This isn't the problem with Twitter. I think everybody _gets_ that it's a
communication tool. It's just that it's an awful tool for communication. It's
designed with a number of ridiculous and artificial constraints to conform to
an aging and rapidly dying technology (phone texting).

Almost the entire ecosystem of communication you see on Twitter is designed to
overcome the limitations of the medium, from Twitter specific acronyms (RT,
OH, b/c, etc.) to url shorteners (<http://bit.ly/>, <http://tinyurl.com/>,
etc.) to multiple tweets to cover a single topic, and on and on and on. Most
of the time, things like urls are simply designed to be pointers to actual
content anyways, because you can't fit the content into a Tweet. In effect
Twitter becomes an RSS/link aggregator.

Sure it's _different_ than other communication mediums, but it's not really
solving a problem that anybody in particular had, and ends up creating a whole
new slew of problems because of the poor decision to tie the entire
architecture essentially artificial limitations.

------
djm
No matter how much I have tried to understand twitter, I have never really
_gotten_ it. I can only see it as being a fad.

The character constraint forces people to say whatever they want to say
concisely which I can see as being valuable - it's all too easy to otherwise
get lost in the sea of data that is the internet. But that's about it.

How do people use it? Are most people using twitter from their laptop/PC or
from cell phones? I can understand the need to keep messages small if you are
using a hardware interface that provides a constraint on what you can
practically write. But those limitations will go away in time.

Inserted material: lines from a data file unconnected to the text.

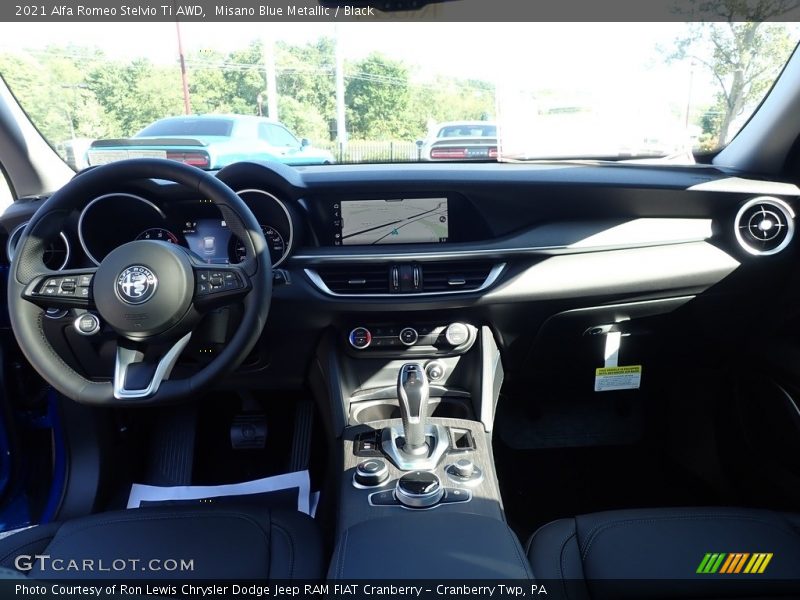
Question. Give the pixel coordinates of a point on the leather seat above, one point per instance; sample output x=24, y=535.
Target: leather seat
x=222, y=541
x=657, y=553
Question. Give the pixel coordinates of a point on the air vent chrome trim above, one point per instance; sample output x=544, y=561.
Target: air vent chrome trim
x=491, y=278
x=781, y=207
x=13, y=240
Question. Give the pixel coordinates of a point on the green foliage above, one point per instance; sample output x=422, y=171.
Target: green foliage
x=744, y=53
x=377, y=97
x=79, y=92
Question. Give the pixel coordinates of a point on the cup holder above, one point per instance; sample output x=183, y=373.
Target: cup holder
x=380, y=410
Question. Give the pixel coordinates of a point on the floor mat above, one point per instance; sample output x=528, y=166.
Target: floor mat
x=217, y=462
x=539, y=486
x=613, y=418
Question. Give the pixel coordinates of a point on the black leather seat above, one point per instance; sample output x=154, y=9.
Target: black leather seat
x=223, y=542
x=657, y=553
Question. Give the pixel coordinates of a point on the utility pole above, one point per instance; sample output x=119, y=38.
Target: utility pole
x=187, y=106
x=341, y=130
x=272, y=80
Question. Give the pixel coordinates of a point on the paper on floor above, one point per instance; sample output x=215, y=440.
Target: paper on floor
x=299, y=479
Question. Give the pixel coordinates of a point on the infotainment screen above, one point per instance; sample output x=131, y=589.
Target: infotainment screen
x=395, y=221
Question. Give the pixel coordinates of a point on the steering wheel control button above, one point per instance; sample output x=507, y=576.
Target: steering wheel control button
x=136, y=284
x=210, y=281
x=419, y=489
x=87, y=324
x=360, y=338
x=371, y=473
x=457, y=334
x=409, y=336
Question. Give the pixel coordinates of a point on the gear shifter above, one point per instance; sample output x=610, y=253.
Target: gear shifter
x=413, y=394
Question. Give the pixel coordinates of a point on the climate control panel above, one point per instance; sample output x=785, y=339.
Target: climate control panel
x=429, y=337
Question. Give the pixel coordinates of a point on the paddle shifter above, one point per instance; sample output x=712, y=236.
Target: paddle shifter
x=413, y=394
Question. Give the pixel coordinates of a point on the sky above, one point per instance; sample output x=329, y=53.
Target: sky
x=618, y=67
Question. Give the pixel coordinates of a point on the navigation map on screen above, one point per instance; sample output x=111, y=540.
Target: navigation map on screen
x=401, y=221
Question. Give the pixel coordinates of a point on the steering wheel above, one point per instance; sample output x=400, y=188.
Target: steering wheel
x=151, y=293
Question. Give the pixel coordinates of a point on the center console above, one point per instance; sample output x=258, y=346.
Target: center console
x=412, y=406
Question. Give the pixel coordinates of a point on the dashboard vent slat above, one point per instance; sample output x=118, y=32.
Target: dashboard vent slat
x=764, y=226
x=356, y=279
x=455, y=275
x=363, y=279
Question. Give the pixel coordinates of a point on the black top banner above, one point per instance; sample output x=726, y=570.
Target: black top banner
x=397, y=10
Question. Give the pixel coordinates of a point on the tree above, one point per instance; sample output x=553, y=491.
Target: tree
x=377, y=98
x=743, y=52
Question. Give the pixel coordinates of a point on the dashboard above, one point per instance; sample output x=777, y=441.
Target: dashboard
x=388, y=247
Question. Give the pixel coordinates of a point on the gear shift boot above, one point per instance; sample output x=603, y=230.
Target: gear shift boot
x=413, y=394
x=417, y=445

I would guess that people will want increasingly higher bandwidth
communication, not less. I can see people putting up with SMS type messaging
for now, but I'd bet they'll ditch it when they can buy a working star trek
communicator.

Seriously, if anyone can provide me with the true enlightenment on this please
do so. It sometimes seems as though I'm the only person alive who just doesn't
get it.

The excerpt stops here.